Showing posts with label Magic Lantern. Show all posts
Showing posts with label Magic Lantern. Show all posts

Thursday, December 16, 2010

In the footsteps of the magic lantern show:

15 December 2010

Figurative artist RA Friedman is once again bringing his unique craft directly to his audience with a series of old school 35mm slide shows planned for 2011 to be presented in Philadelphia and New York City. Friedman, who is often seen behind a lumbering, antique reflex camera, has been shooting vintage-style portraits at various events since 2005. The project became Tsirkus Fotografika in 2008 and currently shuttles between Philadelphia and New York city shooting at everything from animal shelter fundraisers to jazz-age events, to all-night warehouse parties.

The half-hour presentation, containing some of Tsirkus’s most memorable and intriguing images from an archive of nearly five-hundred portraits, will trace the evolution of the project and its vision from humble and accidental beginnings to its current position: that of maintaining a very busy shooting schedule, an archive website, plus planning a launch of a new public arts project in 2011 RA will also discuss his highly unorthodox photo methodology informed by his fine arts background, which involves creating mysterious, and often haunting images from the usually thrown-away instant film negatives.

RA Friedman's work was recently featured in New York Magazine. He is currently working on an artist's fellowship with The City of Philadelphia Mural Arts Project. He lives and works in his studio in the South Square neighborhood of Philadelphia.

Photo by Frank Siciliano of Steamed Punk Labs

Monday, May 25, 2009

Ot Azoy! Zut Alors! It's Alive!

Baby Boris is now fully functional and we gave him the first test run shake down. The radiant energy of the hugely powerful light source quickly heated up the test slide made on thin polyester film stock taped to a piece of window glass and started to buckle it! This was something I had not considered.
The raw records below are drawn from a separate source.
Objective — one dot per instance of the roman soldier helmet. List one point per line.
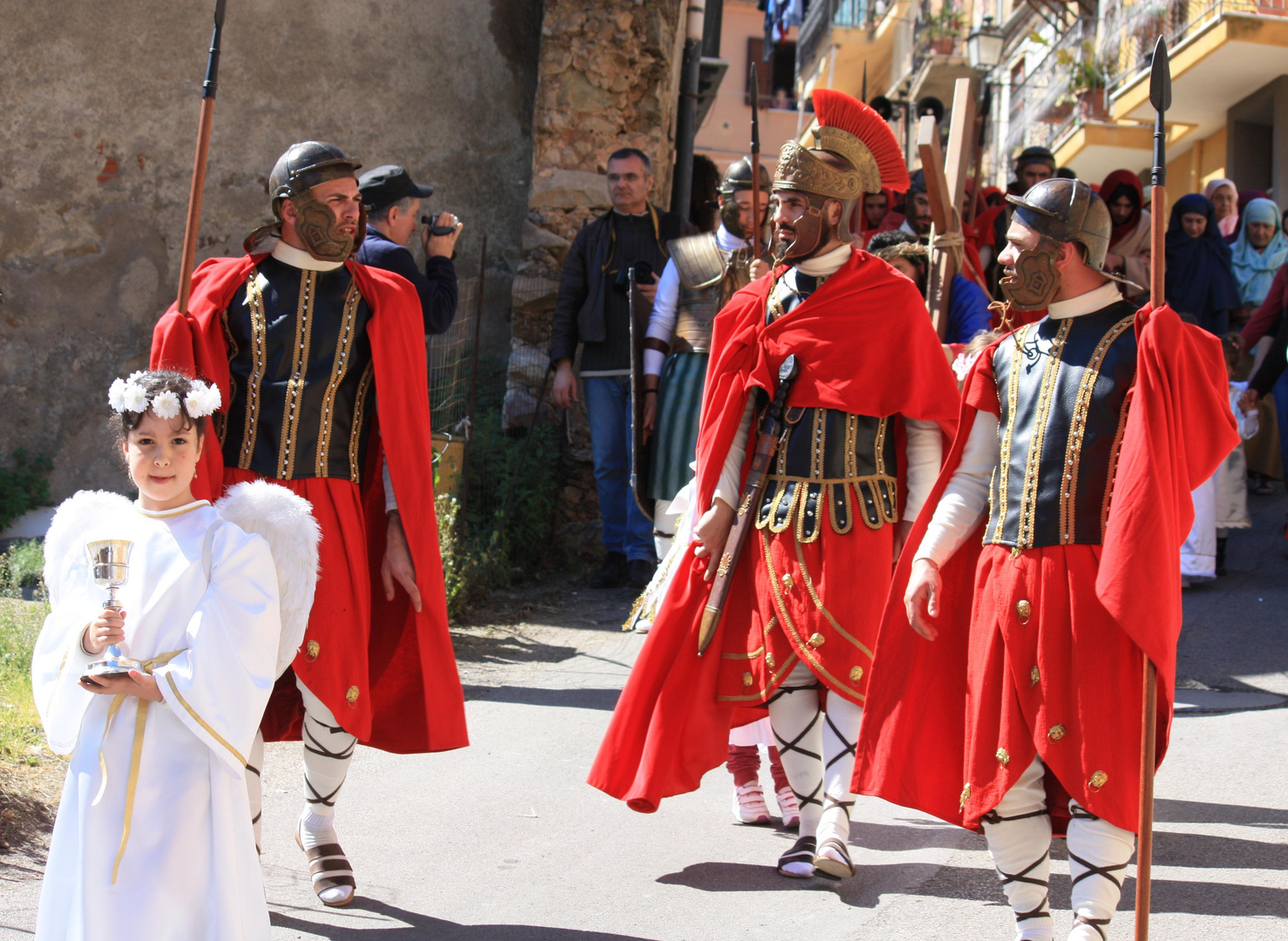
(854, 153)
(1067, 212)
(304, 166)
(738, 179)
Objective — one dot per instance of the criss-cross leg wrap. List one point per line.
(797, 722)
(840, 736)
(1099, 854)
(1019, 840)
(328, 754)
(255, 788)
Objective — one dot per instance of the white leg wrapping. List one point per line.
(1097, 860)
(663, 527)
(328, 754)
(840, 736)
(1019, 840)
(255, 787)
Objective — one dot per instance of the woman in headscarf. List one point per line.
(1257, 254)
(1199, 283)
(1129, 242)
(1224, 196)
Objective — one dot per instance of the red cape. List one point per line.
(1179, 429)
(411, 657)
(864, 345)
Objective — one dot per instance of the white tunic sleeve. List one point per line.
(219, 685)
(58, 660)
(966, 496)
(661, 322)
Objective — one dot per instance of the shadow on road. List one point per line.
(414, 926)
(535, 695)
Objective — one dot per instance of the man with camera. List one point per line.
(393, 202)
(594, 309)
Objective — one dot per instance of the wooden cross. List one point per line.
(946, 186)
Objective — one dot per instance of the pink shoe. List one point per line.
(749, 803)
(789, 808)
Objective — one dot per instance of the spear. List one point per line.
(199, 169)
(755, 162)
(1161, 97)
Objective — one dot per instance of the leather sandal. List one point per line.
(329, 868)
(830, 868)
(803, 851)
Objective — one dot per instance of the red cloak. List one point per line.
(864, 347)
(415, 701)
(920, 736)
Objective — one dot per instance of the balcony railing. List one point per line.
(1131, 27)
(1042, 105)
(819, 19)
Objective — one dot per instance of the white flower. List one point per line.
(202, 401)
(116, 396)
(134, 398)
(166, 404)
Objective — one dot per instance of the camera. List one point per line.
(643, 275)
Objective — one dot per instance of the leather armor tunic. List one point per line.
(708, 277)
(303, 382)
(831, 464)
(1063, 388)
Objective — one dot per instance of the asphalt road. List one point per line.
(504, 841)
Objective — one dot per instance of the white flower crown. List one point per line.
(128, 396)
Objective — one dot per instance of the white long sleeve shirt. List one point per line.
(925, 443)
(666, 304)
(965, 499)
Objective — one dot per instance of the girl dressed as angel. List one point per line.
(153, 835)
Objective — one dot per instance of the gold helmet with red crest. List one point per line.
(854, 153)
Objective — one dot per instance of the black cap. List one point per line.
(390, 183)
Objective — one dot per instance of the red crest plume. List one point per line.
(845, 112)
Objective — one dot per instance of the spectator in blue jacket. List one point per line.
(393, 206)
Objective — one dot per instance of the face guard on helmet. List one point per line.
(1059, 210)
(303, 166)
(738, 180)
(856, 152)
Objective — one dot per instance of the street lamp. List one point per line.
(984, 45)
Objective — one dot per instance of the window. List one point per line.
(776, 76)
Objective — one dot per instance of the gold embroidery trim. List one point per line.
(1113, 458)
(356, 431)
(339, 369)
(1078, 428)
(1032, 464)
(1004, 461)
(799, 645)
(286, 448)
(255, 300)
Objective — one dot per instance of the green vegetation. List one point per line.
(24, 485)
(21, 736)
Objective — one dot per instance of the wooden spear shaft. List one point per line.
(199, 166)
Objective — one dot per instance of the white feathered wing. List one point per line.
(286, 522)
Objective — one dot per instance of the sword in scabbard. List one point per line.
(199, 167)
(768, 438)
(1161, 97)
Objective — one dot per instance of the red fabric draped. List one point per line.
(912, 747)
(417, 703)
(863, 345)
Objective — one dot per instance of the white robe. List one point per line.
(188, 870)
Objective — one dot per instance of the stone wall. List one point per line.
(96, 159)
(608, 78)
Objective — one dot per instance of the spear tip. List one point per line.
(1161, 78)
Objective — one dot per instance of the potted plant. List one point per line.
(1088, 78)
(945, 27)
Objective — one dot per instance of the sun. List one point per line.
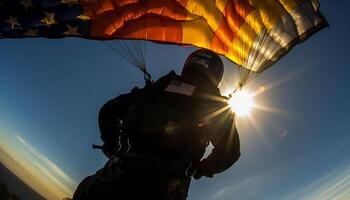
(241, 103)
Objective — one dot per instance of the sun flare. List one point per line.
(241, 103)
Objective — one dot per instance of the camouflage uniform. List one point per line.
(166, 129)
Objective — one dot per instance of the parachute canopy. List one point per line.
(254, 34)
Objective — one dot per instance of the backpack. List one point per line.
(166, 115)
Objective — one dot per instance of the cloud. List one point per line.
(333, 186)
(34, 168)
(243, 190)
(46, 164)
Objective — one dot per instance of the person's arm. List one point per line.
(226, 148)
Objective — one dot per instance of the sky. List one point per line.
(295, 145)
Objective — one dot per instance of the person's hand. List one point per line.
(202, 171)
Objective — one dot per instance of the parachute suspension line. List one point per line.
(134, 52)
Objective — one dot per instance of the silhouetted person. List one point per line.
(155, 137)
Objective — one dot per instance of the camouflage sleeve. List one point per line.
(226, 148)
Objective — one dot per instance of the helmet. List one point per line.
(205, 62)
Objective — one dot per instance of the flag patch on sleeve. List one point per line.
(179, 87)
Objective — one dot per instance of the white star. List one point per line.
(13, 21)
(27, 4)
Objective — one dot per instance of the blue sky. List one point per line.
(52, 90)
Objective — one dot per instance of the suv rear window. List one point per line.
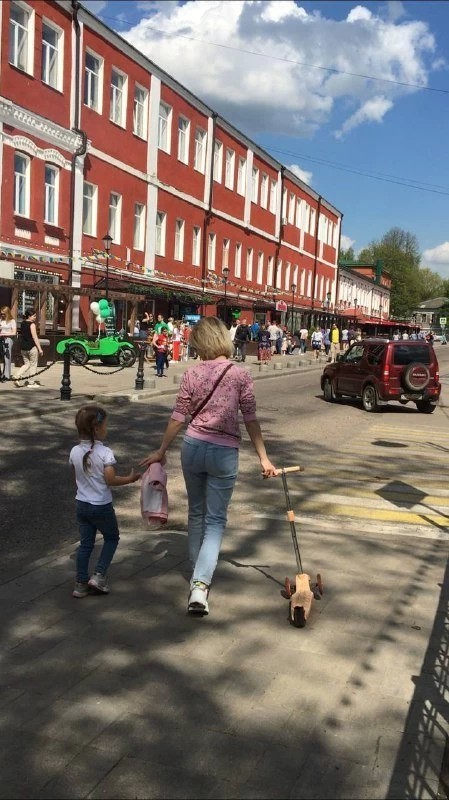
(404, 354)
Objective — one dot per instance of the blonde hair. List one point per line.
(7, 312)
(210, 338)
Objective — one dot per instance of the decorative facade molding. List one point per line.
(18, 117)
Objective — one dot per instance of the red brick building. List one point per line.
(97, 139)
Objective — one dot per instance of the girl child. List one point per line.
(93, 463)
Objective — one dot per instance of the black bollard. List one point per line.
(139, 377)
(66, 392)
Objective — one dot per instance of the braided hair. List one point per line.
(87, 420)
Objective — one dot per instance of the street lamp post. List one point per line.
(293, 288)
(107, 240)
(225, 281)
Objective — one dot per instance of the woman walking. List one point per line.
(211, 393)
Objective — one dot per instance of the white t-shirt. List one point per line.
(91, 485)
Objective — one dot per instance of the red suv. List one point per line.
(379, 370)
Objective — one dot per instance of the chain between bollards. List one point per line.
(140, 372)
(66, 391)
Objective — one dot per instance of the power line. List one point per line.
(332, 70)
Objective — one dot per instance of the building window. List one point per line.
(260, 268)
(264, 190)
(51, 194)
(115, 213)
(196, 245)
(164, 129)
(249, 264)
(218, 161)
(21, 37)
(229, 168)
(117, 111)
(139, 226)
(51, 56)
(241, 176)
(21, 185)
(93, 72)
(183, 139)
(140, 112)
(270, 270)
(89, 209)
(255, 185)
(273, 196)
(225, 254)
(179, 240)
(238, 260)
(161, 220)
(200, 150)
(211, 251)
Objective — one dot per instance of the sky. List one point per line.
(351, 96)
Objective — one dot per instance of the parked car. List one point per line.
(109, 349)
(379, 370)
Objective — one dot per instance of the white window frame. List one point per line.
(51, 195)
(211, 251)
(115, 217)
(196, 245)
(260, 268)
(225, 253)
(90, 197)
(93, 82)
(199, 161)
(264, 190)
(52, 52)
(254, 185)
(140, 111)
(229, 168)
(118, 96)
(238, 260)
(161, 227)
(139, 226)
(22, 184)
(164, 127)
(183, 139)
(218, 161)
(179, 240)
(273, 196)
(21, 38)
(241, 176)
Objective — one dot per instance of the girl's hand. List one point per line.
(152, 458)
(268, 470)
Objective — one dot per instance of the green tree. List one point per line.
(399, 252)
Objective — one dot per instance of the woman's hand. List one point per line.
(268, 470)
(152, 458)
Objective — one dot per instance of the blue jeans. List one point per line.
(90, 520)
(210, 471)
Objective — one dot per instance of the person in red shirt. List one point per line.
(160, 344)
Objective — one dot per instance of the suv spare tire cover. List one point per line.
(416, 377)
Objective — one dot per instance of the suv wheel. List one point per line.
(328, 391)
(416, 377)
(425, 406)
(369, 398)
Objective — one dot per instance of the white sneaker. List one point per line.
(198, 601)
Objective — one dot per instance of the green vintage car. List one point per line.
(109, 349)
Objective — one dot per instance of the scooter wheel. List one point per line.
(298, 619)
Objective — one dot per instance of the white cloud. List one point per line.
(437, 259)
(209, 47)
(346, 242)
(302, 174)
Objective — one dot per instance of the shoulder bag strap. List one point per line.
(208, 396)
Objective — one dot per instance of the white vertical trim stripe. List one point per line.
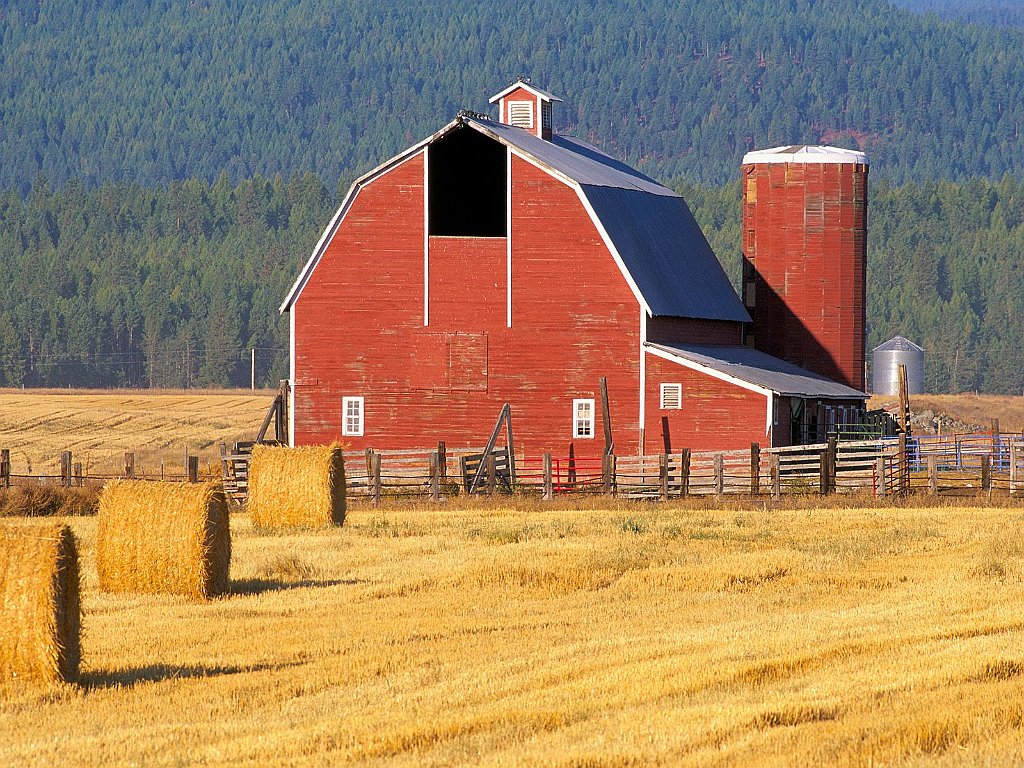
(291, 373)
(426, 237)
(643, 375)
(508, 232)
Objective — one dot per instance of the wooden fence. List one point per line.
(881, 467)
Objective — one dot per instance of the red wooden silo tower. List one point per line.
(805, 225)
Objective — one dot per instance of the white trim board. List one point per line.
(707, 371)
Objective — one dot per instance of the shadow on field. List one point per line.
(259, 586)
(158, 672)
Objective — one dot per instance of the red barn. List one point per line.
(499, 262)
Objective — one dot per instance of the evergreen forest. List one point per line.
(166, 167)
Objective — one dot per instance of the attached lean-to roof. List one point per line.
(649, 228)
(761, 370)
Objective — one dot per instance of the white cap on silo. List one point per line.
(805, 154)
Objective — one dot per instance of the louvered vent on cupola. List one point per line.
(526, 107)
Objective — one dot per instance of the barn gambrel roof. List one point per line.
(648, 228)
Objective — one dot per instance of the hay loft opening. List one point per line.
(467, 185)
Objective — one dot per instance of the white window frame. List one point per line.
(518, 111)
(360, 404)
(679, 396)
(581, 425)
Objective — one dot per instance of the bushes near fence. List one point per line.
(164, 538)
(40, 614)
(297, 487)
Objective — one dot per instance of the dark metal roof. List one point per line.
(578, 160)
(653, 231)
(762, 370)
(667, 254)
(898, 344)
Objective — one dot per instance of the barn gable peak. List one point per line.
(525, 105)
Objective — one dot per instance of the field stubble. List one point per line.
(605, 638)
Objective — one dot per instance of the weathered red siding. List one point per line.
(716, 415)
(358, 325)
(805, 254)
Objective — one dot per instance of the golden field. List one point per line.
(99, 426)
(635, 635)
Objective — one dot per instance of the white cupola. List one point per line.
(526, 107)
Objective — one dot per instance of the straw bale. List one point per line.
(164, 538)
(40, 612)
(297, 487)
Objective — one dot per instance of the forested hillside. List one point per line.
(155, 90)
(173, 286)
(167, 166)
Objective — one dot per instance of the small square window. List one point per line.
(521, 114)
(672, 396)
(351, 419)
(583, 418)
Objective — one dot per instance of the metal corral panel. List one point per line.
(886, 359)
(805, 215)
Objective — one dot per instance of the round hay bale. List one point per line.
(297, 486)
(164, 539)
(40, 610)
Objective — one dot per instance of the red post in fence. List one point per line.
(375, 477)
(608, 473)
(434, 465)
(755, 468)
(66, 469)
We then tried sandwiching an Estar based (Kodak trade name for the heavy polyester base they use for their sheet film) transparency between two pieces of glass with no mask. The combination of the thicker film along with the heavy glass on both sides allowed the slide to easily stay in the projector two minutes with no apparent damage and it was cool enough to handle as well. Boris stayed nice and cool at the slide stage; no problems there, although he does heat up the room.

So, the answer is the slides will need to be masked in-camera and then just trimmed into the mount which is a simple sandwich of two pieces of window glass cut to size and carefully taped on the edge. This is actually a more elegant solution and avoids a lot of gunky tape. Additionally, I may need to cycle between two projectors if I want to keep an image up a long length of time. The plot certainly thickens!

The photo is by Frank Siciliano of Steamed Punk and FPS Design. I was there while Frank was making this image. The working method was nothing less than impressive and the resulting image speaks for itself---amazing.

Friday, May 22, 2009

First Glass Test Slide

Slide #1, a true silver image on thin, archival polyester film stock, mounted with archival tape in glass. Good probably for 100+ years and Sunday 05/24 we'll plunk this into Baby Boris and see how it flies. Thanks to Elaine at Frugal Frames for the glass!